Hybrid Root Cause Analysis Solutions are the Key for an Effective Problem Solving
IT engineers often refer to the term “MTTR” (Mean Time To Repair). It’s a key metric to indicate how quickly an IT team can solve outstanding issues. Although we have more sophisticated monitoring tools today, and may be able to receive alerts much earlier than before, there is still a constant struggle to find the root cause analysis solution and identify the appropriate remedy. This is often the cause of MTTRs taking much longer than desired.
In this situation, Root Cause Analysis can be helpful by combining past human experience and machine powered data processing capabilities to provide visibility quicker and suggest the best solution candidates.
In this fourth article in our “Taming IT Chaos” blog series, we’ll introduce a Root Cause Analysis solution using Machine Learning (ML) and related technologies.
Contextualize An Alert
When an alert happens, there can be many failures that cause it. The very first step to reaching a better understanding of the alert is to contextualize it. Typically, there are four contextualizations that can be applied:
- Vertical stack
- Horizontal traffic path
- Transaction flow
- Time-series event association
1. Vertical Stack
A modern IT infrastructure consists of multiple layers: from the physical network, to hosts, services, and applications. For each layer, there are different monitoring mechanisms such as traffic monitoring for the network layer, and service checks for the service and application layers.
Associate an alert with monitoring metrics of each layer is the first step to contextualize an alert, as illustrated below:
2. Horizontal Traffic Path
Traffic path is another dimension to contextualize an alert. It tries to connect alerts with monitoring metrics along with the traffic flow. For example, the root cause of a website issue can be tracked down to its related gateway, web server, function service, or search service, as illustrated below:
3. Transaction flow
A transaction is a series of actions executed consequently that jointly fulfills a task.
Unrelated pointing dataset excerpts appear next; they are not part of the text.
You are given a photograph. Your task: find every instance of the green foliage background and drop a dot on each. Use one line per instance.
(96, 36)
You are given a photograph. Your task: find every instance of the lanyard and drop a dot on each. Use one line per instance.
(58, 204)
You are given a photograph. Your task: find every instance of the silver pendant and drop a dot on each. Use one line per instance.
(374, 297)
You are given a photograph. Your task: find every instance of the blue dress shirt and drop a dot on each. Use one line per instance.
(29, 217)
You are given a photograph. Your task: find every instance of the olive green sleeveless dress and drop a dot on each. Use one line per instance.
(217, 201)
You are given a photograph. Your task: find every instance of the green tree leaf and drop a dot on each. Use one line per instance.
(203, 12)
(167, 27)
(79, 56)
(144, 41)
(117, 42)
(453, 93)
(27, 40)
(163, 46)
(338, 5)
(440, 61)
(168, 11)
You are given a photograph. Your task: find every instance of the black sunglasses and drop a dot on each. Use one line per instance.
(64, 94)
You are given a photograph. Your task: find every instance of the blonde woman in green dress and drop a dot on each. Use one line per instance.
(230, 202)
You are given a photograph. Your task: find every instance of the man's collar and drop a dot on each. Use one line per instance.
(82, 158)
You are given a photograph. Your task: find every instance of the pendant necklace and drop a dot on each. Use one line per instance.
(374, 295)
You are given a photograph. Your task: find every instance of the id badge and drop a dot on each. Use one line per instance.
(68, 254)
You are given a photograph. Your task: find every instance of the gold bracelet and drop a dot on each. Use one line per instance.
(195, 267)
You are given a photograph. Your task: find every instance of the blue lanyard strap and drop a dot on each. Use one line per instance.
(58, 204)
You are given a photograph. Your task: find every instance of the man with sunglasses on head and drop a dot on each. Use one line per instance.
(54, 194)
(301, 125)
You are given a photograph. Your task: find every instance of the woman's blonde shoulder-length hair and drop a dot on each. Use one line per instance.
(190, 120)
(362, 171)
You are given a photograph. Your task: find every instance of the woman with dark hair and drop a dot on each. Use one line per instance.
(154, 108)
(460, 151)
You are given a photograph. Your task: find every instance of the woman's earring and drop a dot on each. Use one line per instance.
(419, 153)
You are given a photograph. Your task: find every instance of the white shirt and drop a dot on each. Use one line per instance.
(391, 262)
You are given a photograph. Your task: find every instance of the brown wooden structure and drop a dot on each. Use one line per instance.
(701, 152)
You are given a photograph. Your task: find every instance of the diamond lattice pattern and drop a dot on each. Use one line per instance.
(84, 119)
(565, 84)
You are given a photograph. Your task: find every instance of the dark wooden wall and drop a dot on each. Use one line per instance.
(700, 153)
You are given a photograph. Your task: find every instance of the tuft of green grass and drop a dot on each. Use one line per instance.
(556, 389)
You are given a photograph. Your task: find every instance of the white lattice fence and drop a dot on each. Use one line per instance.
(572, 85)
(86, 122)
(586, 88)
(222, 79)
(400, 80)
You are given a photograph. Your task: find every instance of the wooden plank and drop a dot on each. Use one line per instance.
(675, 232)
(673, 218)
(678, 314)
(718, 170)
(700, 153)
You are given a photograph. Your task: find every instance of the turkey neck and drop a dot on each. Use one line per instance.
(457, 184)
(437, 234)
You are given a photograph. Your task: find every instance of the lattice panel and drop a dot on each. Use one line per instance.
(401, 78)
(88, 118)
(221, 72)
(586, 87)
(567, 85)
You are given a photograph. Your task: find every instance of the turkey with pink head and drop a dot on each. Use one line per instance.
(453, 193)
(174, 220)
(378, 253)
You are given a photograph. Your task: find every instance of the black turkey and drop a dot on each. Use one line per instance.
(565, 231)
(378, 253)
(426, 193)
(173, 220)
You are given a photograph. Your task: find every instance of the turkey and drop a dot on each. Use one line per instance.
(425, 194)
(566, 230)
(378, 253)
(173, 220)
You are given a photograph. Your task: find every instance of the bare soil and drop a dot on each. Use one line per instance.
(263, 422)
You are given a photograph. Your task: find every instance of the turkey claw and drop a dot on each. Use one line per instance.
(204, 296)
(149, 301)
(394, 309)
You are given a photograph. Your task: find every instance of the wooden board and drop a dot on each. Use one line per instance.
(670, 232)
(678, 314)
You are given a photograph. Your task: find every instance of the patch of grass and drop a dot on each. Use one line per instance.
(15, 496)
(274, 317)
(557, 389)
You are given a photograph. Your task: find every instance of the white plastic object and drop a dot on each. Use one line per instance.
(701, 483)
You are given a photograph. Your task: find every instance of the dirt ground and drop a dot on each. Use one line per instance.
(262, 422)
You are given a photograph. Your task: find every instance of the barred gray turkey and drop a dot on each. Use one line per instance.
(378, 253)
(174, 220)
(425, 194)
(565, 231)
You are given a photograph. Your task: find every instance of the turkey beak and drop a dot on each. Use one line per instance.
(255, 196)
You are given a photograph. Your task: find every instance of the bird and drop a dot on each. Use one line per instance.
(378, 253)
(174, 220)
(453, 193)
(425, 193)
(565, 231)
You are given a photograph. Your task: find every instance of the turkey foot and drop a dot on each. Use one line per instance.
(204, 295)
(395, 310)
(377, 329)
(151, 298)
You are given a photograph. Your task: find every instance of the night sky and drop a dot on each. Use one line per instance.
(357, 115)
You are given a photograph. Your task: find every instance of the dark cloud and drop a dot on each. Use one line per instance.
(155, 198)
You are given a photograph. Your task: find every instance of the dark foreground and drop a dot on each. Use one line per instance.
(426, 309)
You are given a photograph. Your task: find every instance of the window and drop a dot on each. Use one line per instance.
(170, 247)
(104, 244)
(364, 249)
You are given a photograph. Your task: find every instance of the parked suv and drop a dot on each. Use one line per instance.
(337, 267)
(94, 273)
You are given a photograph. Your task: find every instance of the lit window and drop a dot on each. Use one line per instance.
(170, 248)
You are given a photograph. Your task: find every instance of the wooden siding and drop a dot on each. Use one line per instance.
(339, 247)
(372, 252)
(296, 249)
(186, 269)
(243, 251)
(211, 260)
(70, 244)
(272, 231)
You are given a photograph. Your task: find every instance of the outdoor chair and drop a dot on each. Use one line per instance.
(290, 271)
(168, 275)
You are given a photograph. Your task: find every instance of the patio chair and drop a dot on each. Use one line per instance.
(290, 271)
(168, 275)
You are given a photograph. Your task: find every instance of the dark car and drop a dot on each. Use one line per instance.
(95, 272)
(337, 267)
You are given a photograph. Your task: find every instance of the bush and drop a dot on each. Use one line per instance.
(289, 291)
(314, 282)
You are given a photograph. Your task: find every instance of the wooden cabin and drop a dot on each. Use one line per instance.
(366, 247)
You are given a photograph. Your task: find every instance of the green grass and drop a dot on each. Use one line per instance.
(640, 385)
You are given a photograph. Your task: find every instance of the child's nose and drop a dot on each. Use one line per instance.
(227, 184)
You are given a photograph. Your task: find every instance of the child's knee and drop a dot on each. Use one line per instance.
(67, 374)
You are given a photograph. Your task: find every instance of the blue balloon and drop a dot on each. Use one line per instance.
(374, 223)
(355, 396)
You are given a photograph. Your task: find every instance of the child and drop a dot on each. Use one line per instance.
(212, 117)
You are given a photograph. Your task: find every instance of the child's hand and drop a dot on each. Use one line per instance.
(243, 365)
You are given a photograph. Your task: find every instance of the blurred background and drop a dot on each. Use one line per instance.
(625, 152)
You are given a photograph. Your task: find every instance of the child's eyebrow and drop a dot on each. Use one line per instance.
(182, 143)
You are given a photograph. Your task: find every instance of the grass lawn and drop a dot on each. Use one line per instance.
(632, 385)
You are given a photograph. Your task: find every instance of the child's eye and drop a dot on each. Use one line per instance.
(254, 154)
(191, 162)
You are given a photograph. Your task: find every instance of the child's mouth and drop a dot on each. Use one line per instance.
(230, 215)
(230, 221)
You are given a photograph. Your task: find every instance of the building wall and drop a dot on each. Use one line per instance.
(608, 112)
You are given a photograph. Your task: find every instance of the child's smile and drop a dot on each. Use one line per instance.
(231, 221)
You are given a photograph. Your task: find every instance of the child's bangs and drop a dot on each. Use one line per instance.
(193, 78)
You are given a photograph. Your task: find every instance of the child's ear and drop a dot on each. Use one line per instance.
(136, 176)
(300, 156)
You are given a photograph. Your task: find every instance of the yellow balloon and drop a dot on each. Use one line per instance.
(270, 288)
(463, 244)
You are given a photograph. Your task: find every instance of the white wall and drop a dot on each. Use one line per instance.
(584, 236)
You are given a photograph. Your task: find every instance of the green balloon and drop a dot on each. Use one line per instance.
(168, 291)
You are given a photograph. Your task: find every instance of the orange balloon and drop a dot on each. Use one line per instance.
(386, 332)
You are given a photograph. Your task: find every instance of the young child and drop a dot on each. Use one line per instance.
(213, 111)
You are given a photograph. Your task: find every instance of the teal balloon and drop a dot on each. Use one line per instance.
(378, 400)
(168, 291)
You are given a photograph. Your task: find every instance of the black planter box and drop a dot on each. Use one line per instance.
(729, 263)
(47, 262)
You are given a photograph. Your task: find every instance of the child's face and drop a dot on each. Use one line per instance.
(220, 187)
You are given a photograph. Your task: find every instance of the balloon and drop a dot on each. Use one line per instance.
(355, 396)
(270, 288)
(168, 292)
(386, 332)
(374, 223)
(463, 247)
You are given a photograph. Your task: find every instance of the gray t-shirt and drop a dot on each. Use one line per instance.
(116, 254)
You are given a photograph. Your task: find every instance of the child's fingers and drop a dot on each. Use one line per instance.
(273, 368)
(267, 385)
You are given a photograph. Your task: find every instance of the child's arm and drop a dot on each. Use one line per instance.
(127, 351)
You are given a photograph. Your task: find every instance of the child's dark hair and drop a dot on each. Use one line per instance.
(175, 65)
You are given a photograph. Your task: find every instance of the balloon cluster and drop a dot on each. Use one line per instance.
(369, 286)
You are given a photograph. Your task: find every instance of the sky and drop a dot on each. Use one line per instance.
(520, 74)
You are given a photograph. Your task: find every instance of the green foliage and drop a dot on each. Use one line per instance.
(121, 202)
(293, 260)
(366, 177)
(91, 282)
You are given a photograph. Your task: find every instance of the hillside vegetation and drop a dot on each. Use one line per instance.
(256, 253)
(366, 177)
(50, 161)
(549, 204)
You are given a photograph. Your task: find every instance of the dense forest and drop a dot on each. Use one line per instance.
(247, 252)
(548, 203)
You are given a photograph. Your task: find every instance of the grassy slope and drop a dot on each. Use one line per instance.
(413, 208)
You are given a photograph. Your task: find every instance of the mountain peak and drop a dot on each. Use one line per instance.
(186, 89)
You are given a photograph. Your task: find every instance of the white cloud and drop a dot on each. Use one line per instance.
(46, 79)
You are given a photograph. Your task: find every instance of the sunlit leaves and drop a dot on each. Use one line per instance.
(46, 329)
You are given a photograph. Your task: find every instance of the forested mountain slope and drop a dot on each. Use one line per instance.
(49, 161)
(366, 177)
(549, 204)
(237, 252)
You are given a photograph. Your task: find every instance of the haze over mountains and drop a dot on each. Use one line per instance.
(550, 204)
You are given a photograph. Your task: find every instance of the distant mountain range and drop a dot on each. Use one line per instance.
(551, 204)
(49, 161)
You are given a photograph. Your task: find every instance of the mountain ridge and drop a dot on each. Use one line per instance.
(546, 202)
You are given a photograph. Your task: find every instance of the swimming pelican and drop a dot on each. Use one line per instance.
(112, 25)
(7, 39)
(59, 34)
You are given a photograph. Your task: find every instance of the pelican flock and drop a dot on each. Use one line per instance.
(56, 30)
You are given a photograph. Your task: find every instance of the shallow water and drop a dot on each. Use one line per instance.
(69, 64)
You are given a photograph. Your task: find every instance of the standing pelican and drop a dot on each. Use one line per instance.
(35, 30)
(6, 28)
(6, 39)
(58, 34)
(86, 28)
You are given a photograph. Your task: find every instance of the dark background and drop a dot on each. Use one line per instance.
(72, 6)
A transaction can be a high-level eCommerce flow that consists of search, shopping cart operation, and payment. Or it can be a low-level database SQL execution that includes multiple steps of in-memory computation and a final commitment.
Setting up the relation of an alert with its transaction flow will allow IT operators to connect the business purpose with its underlying operations and quickly outline the scope of an alert’s impact, thus pinpointing the critical path quickly.
4. Time-series event association
All the IT events can be applied to a time-series analysis, the sequential relationship among events can be identified and related events can be grouped and sorted.
Sequential relationships may not necessarily indicate a causal relationship, however, a frequent, repetitive sequential relationship can be viewed as a pattern that may lead to further discovery when combined with other information.
Supervised Training of Past Accidents
Past experience is a valuable asset to solving today’s issues. Past alert data, with all contextual data and solution information, are perfect training sets for a machine to learn. It is typically a supervised learning process, and there are multiple learning models that can be applied such as regression, decision trees, or neural networks.
Normally, there is no single model that fits all scenarios or a perfect solution for one problem. The beauty of machine learning is that it can combine multiple models’ results and provide a series of solutions ranked by confidence scores. Humans can examine the solutions suggested by the machine learning models, further investigate them, or try them.
Beyond the Root Cause Analysis Solution
With confidence scores associated with each solution suggested by machine learning, human operators can even set up a self-remediation mechanism. For highly confident solutions that are also low negative impact, should they be applied, human operators can allow machines to execute them automatically and monitor the consequence.
When more and more experience is learned and modelized by machine intelligence, less and less human intervention is required — even for catastrophic incidents. And this can be the very first step towards full playbook automation, the ultimate dream of IT operation.